L’attitude de soumission totale de l’appareil de l’USW à l’État et à son cadre de «négociation collective» anti-travailleurs a été soulignée dans sa réponse à la mort de Le. Après que la colère des travailleurs a éclaté, forçant l’USW à organiser une manifestation à l’extérieur de l’usine, l’USW a cherché à canaliser l’indignation des travailleurs en lançant un appel infructueux pour que NSC soit poursuivie au pénal.

Miles Sullivan, directeur des Métallos pour l’Ontario et l’Atlantique, a alors poliment envoyé un courrier au ministre conservateur du Travail de l’Ontario, Monte McNaughton, pour le convaincre de le rencontrer «dans les plus brefs délais, pour discuter des mesures à prendre ...» McNaughton, qui a été en poste durant trois décès à NSC, a ignoré chacune de ces lettres.

Même si Aziz et la direction de NSC bénéficient du soutien de l’appareil d’État et de l’aide inestimable de la bureaucratie de l’USW, les travailleurs de NSC sont en position de force. NSC produit des wagons qui sont essentiels pour maintenir des chaînes d’approvisionnement déjà très sollicitées et pour transporter l’équipement militaire et les ressources nécessaires à la conduite de la guerre.

De nombreux wagons sont vendus aux chemins de fer nord-américains de classe I, où plus de 100.000 cheminots étaient prêts à se mettre en grève à la fin de l’année dernière contre des horaires de travail exténuants, mais en ont été empêchés par les efforts combinés de la bureaucratie syndicale et de l’administration Biden. Une prise de position forte des travailleurs de NSC galvaniserait donc le soutien des cheminots, ainsi que d’autres travailleurs industriels qui travaillent dans des conditions tout aussi abominables dans des usines à travers le Canada, les États-Unis et le Mexique.
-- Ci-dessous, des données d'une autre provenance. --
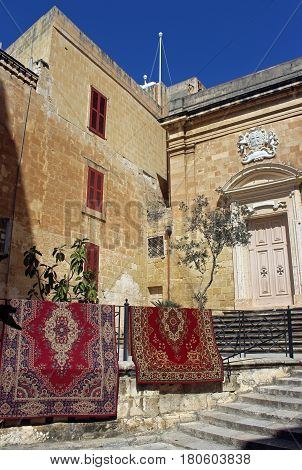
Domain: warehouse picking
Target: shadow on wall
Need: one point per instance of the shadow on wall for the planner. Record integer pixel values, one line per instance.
(15, 227)
(287, 438)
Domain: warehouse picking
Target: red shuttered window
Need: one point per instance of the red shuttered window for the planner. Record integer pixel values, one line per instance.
(95, 190)
(92, 254)
(98, 107)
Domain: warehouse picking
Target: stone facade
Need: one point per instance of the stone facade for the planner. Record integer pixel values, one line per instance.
(191, 141)
(203, 130)
(51, 148)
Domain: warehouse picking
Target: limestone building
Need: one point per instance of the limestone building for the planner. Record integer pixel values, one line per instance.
(85, 151)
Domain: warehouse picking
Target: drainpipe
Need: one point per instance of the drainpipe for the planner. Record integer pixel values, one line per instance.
(168, 236)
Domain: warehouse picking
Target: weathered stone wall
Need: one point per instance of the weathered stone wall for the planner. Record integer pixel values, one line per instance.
(14, 98)
(50, 207)
(203, 157)
(76, 64)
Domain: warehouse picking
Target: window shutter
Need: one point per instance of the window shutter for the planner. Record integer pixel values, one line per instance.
(92, 255)
(95, 189)
(98, 105)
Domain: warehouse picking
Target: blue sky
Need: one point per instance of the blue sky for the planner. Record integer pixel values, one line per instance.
(215, 40)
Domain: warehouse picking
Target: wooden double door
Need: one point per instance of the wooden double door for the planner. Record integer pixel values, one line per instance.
(269, 262)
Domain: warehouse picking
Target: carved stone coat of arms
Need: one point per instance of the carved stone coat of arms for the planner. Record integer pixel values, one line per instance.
(257, 144)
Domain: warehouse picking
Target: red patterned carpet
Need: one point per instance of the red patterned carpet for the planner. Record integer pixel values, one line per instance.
(63, 362)
(174, 346)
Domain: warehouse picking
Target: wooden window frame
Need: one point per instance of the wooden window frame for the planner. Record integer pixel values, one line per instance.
(92, 109)
(91, 202)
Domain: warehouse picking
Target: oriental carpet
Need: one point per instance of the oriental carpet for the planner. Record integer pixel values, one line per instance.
(62, 363)
(174, 345)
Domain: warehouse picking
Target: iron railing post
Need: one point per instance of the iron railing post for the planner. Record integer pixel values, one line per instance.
(290, 333)
(126, 335)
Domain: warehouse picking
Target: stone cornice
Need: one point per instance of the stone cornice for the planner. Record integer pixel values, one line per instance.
(17, 69)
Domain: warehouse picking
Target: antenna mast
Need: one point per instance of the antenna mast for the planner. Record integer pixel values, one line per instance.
(160, 56)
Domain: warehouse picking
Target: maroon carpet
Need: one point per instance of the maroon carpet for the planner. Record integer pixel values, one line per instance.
(63, 362)
(171, 345)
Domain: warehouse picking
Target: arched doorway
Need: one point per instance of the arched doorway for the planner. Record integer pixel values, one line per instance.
(268, 272)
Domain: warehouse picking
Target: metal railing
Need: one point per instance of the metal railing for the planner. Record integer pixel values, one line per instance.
(238, 332)
(122, 329)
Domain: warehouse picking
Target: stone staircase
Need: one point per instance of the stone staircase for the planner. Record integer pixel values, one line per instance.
(268, 418)
(258, 326)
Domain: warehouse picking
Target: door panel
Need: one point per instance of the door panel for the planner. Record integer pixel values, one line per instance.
(269, 263)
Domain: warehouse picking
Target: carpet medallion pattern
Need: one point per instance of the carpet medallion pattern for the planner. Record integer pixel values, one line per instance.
(62, 363)
(172, 345)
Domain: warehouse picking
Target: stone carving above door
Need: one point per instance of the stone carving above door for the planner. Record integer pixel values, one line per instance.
(257, 144)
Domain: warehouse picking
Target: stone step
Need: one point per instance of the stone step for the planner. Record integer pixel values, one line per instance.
(252, 424)
(262, 411)
(118, 443)
(235, 439)
(290, 381)
(280, 402)
(284, 390)
(182, 440)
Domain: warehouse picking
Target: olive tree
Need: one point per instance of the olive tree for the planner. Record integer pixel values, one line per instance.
(207, 233)
(78, 284)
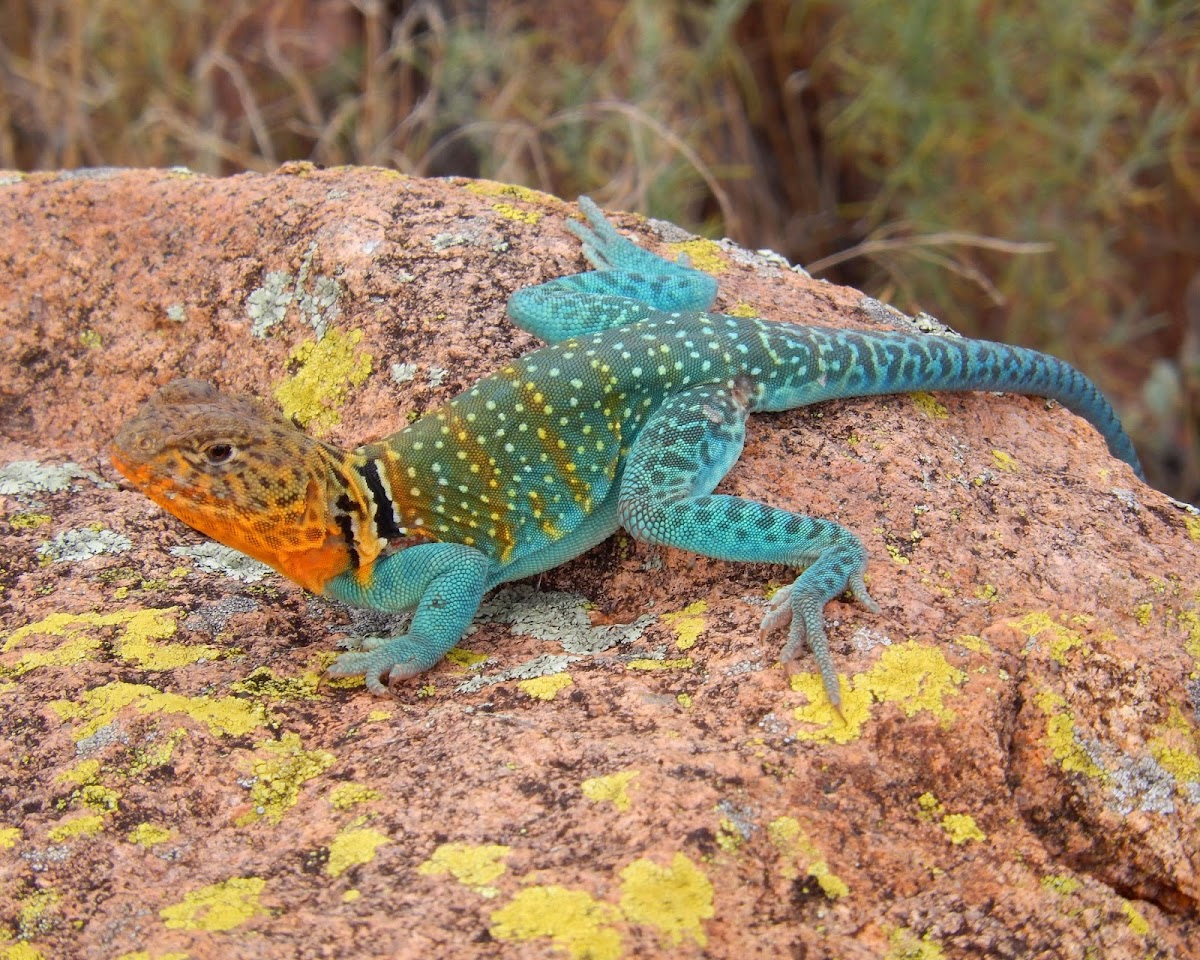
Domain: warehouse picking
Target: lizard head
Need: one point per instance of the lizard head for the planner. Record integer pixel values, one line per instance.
(239, 473)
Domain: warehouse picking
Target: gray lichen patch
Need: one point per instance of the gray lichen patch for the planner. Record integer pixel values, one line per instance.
(213, 618)
(28, 478)
(82, 544)
(557, 617)
(317, 301)
(215, 558)
(546, 665)
(268, 305)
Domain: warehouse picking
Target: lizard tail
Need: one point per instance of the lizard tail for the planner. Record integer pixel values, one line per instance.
(867, 364)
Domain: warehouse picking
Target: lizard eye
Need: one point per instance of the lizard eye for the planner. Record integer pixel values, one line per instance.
(220, 453)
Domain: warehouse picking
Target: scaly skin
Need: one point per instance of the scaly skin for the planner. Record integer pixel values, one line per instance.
(628, 419)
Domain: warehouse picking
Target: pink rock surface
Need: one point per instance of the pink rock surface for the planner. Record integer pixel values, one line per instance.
(1018, 774)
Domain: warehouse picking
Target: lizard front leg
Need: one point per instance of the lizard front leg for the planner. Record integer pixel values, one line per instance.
(444, 582)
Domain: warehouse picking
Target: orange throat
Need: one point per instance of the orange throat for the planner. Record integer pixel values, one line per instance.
(303, 545)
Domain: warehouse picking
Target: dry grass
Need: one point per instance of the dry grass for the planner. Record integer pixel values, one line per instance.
(1030, 172)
Pour gagner leur lutte contractuelle, les travailleurs de NSC doivent prendre le contrôle des préparatifs de la grève et des négociations, en opposition à la bureaucratie syndicale, en établissant un comité de la base. Ce comité doit présenter une série de revendications non négociables fondées sur les besoins des travailleurs, y compris des améliorations immédiates en matière de sécurité pour mettre fin au taux effroyable d’accidents dans l’usine et des augmentations de salaire substantielles pour que les travailleurs n’aient plus à compter sur le travail à la pièce pour joindre les deux bouts. Le comité doit également se battre pour élargir la lutte à d’autres sections de travailleurs dans le cadre du développement d’une contre-offensive menée par les travailleurs contre l’austérité et la guerre, et pour des emplois décents, sûrs et des conditions de travail sûres pour tous.